We started out with very pragmatic building types, and we made a strategic choice between exploring more extravagant forms, or exploring details and assembly. You can’t do both: you cannot do something interesting with the skin and the structure and still have a great deal of formal manipulation. We’re a little techie at heart. I just really love construction—the way buildings are made—taking the assembly and refining it. I’ve always said: When I master Ninety Degrees, I’ll move on.

Now she is on the cusp of change, from work that has been predominantly concerned with accommodating pragmatic functions, toward an architecture that is “magnetic.” From the days of ultra-minimalism, working on tight budgets to create new industrial spaces, Snow has progressed to making luxury homes out of former industrial structures along the Minneapolis riverfront. Her latest completed project combines conversion and new construction, turning the former Gold Medal milling complex along the Mississippi River into loft condominiums for the city’s wealthiest denizens and adding a brand new nine-story building that holds its own between the renovated historic facades of the Mill District (including the neighboring Mill City Museum) and the new Jean Nouvel–designed Guthrie Theater.

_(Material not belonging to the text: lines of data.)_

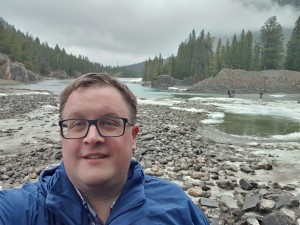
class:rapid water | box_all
[0,78,300,142]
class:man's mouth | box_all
[84,154,107,159]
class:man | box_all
[0,73,209,225]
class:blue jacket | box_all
[0,161,209,225]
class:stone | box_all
[199,197,219,208]
[188,187,202,197]
[258,199,275,213]
[242,195,260,211]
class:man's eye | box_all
[69,120,85,128]
[100,119,118,127]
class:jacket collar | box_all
[40,160,149,224]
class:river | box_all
[0,78,300,142]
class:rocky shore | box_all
[0,91,300,225]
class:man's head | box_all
[60,74,139,197]
[59,73,137,123]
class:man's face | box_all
[62,87,139,191]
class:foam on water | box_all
[191,97,300,122]
[201,112,225,124]
[170,107,207,113]
[272,132,300,141]
[137,99,181,106]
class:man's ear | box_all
[132,124,140,152]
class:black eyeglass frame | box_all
[58,117,133,139]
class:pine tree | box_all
[260,16,284,70]
[285,16,300,71]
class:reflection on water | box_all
[215,113,300,137]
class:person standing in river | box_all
[0,73,209,225]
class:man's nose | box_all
[84,124,104,143]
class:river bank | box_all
[0,92,300,225]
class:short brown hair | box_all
[59,73,137,123]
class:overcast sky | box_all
[0,0,300,66]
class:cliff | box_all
[188,69,300,93]
[0,54,40,83]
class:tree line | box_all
[143,16,300,82]
[0,17,142,77]
[0,16,300,82]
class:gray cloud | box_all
[0,0,299,65]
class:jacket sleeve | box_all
[0,185,39,225]
[0,190,24,225]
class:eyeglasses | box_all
[58,117,133,139]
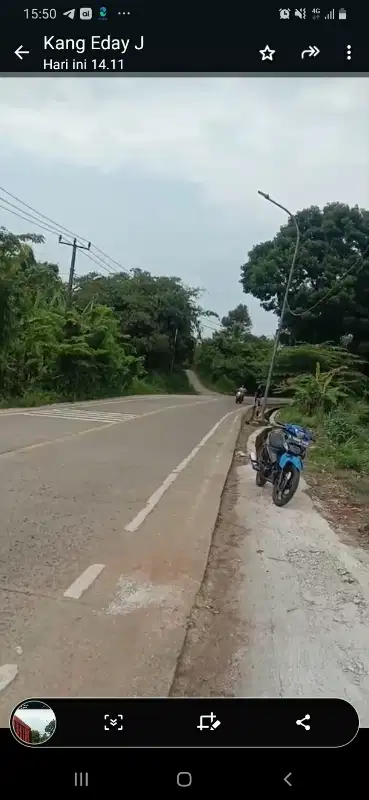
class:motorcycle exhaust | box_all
[250,453,258,472]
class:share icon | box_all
[296,714,310,731]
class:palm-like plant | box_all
[288,362,349,416]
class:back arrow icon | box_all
[14,44,29,61]
[283,772,292,786]
[301,44,320,58]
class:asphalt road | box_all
[0,395,247,725]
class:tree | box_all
[222,303,252,335]
[0,228,211,405]
[241,203,369,357]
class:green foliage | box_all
[195,305,272,394]
[280,361,348,416]
[0,228,210,406]
[241,203,369,355]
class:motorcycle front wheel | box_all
[272,464,300,508]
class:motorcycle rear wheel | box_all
[256,472,266,486]
[272,464,300,508]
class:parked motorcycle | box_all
[250,424,314,507]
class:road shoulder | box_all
[172,418,369,726]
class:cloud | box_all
[0,77,369,219]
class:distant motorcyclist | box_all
[254,383,265,407]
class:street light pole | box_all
[258,191,300,419]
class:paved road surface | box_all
[0,396,246,725]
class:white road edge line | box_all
[124,411,237,533]
[64,564,105,600]
[0,664,18,692]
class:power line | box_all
[0,200,118,274]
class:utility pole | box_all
[258,191,300,419]
[170,328,178,374]
[59,236,91,306]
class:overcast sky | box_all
[0,77,369,334]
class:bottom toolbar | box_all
[10,698,359,748]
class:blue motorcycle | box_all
[250,424,314,506]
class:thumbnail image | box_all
[10,700,56,745]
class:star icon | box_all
[259,44,275,61]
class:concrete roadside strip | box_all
[172,412,369,727]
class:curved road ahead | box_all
[0,395,247,725]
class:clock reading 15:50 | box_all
[91,58,123,70]
[24,8,56,19]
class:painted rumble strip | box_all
[0,664,18,692]
[64,564,105,600]
[124,411,235,533]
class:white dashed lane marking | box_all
[22,408,137,422]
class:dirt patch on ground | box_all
[170,421,254,697]
[306,472,369,550]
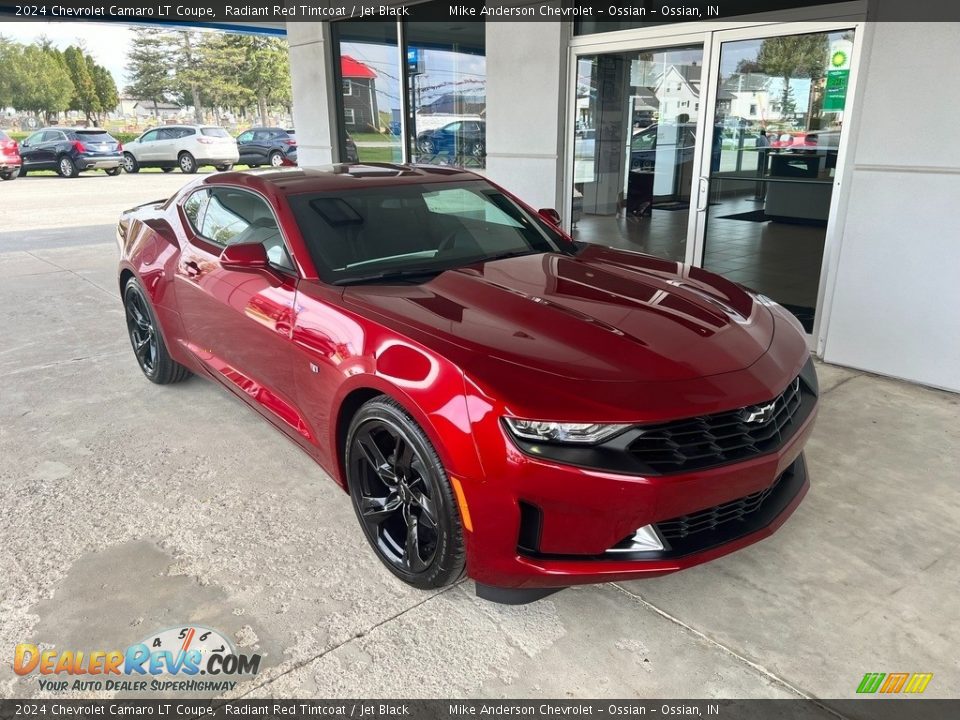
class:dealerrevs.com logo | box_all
[13,625,260,692]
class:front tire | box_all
[177,152,197,175]
[123,278,190,385]
[345,397,466,590]
[123,153,140,175]
[57,155,80,178]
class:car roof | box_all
[203,163,483,195]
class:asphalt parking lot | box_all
[0,173,960,717]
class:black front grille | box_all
[628,377,813,474]
[657,476,782,541]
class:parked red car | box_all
[118,165,818,602]
[0,130,21,180]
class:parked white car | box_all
[123,125,240,173]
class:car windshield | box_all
[290,180,573,284]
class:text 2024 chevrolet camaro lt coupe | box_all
[118,165,818,602]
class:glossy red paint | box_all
[118,165,816,587]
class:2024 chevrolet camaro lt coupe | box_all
[118,165,818,602]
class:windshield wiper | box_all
[333,268,449,285]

The oddities in Snow’s portfolio—the SecurePet ID Collar and the Telematic Table proposal for the Walker Art Center— signal her ambition to transcend the boundaries between architecture and other design fields, such as product design and interactive media. Working with experts in other fields, from veterinary science to computer software, her firm has begun to address architecture at scales very different from that of buildings. Whatever the form or purpose, the work is always graced with precision, attention to detail, a sensitivity to the play of light and transparency, and a seductive shimmer.